His most recent guest appearance was a monologue delivered to the council’s Public Safety Committee on the city’s vehicle impoundment program for motorists arrested for driving with a suspended license. Many of those in attendance later praised council members Jim Compton and Judy Nicastro for the good questions they sent Sidran’s way. While Compton and Nicastro fully earned their kudos, these weren’t really questions—they were simply requests for pertinent information Sidran had purposely omitted from his presentation for political reasons. The council is currently considering amending the legislation to sharply narrow the scope of the impoundment ordinance.
We’ve all heard the argument that the Seattle city attorney serves a dual role: as both the council’s lawyer and as a fellow citywide elected official. However, Sidran needs to figure out which of these roles he is filling on any given day.

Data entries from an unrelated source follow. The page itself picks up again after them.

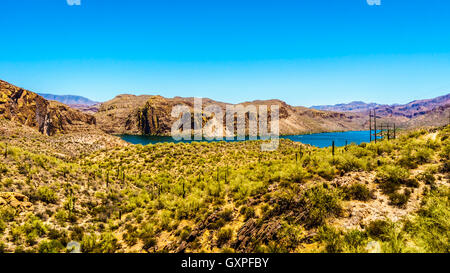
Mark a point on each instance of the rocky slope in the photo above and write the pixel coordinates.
(69, 99)
(49, 117)
(129, 114)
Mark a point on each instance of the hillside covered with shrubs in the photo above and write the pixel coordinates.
(389, 196)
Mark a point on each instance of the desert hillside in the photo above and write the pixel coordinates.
(391, 196)
(49, 117)
(129, 114)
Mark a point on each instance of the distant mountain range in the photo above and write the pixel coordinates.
(69, 99)
(151, 114)
(354, 106)
(78, 102)
(410, 109)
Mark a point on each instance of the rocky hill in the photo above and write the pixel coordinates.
(69, 99)
(354, 106)
(129, 114)
(49, 117)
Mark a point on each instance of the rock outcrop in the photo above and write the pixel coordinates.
(49, 117)
(151, 115)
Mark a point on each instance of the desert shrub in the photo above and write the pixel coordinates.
(108, 243)
(427, 177)
(2, 226)
(32, 229)
(325, 170)
(430, 229)
(224, 235)
(379, 229)
(7, 213)
(399, 199)
(332, 239)
(3, 169)
(414, 154)
(391, 177)
(46, 194)
(89, 243)
(226, 215)
(50, 246)
(357, 192)
(248, 212)
(320, 203)
(148, 242)
(354, 241)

If he won’t deliver complete, unbiased information, he’s not a good choice to deliver a factual presentation (especially one required by law).
Beware Heavey bearing gifts
Just days after he was declared Public Enemy #1 by Mayor Paul Schell for blocking state approval of a special taxing authority for Seattle’s zoo, aquarium, and open space acquisition, State Senator Mike Heavey was extending the hand of compromise.
Make that the long arm of compromise: Heavey has joined with State Senator Jeanne Kohl-Welles (author of the bill he helped kill) to create a special voter-approved property tax for his good friends in City Hall. Heavey had already earned the enmity of city officials with his criticism that Seattle was trying to fund luxuries while neglecting basics like road repair and housing. Now he’s hidden another ticking time bomb in his replacement legislation. Although it’s unlikely to sneak through the Legislature so late in the session, Heavey’s special tax isn’t limited to parks, like the city requested, but available for any use. Does anyone really think vigilant City Council Transportation Committee Chair Richard McIver is going to see potential road repair money go to the giraffes and the fishes without a fight?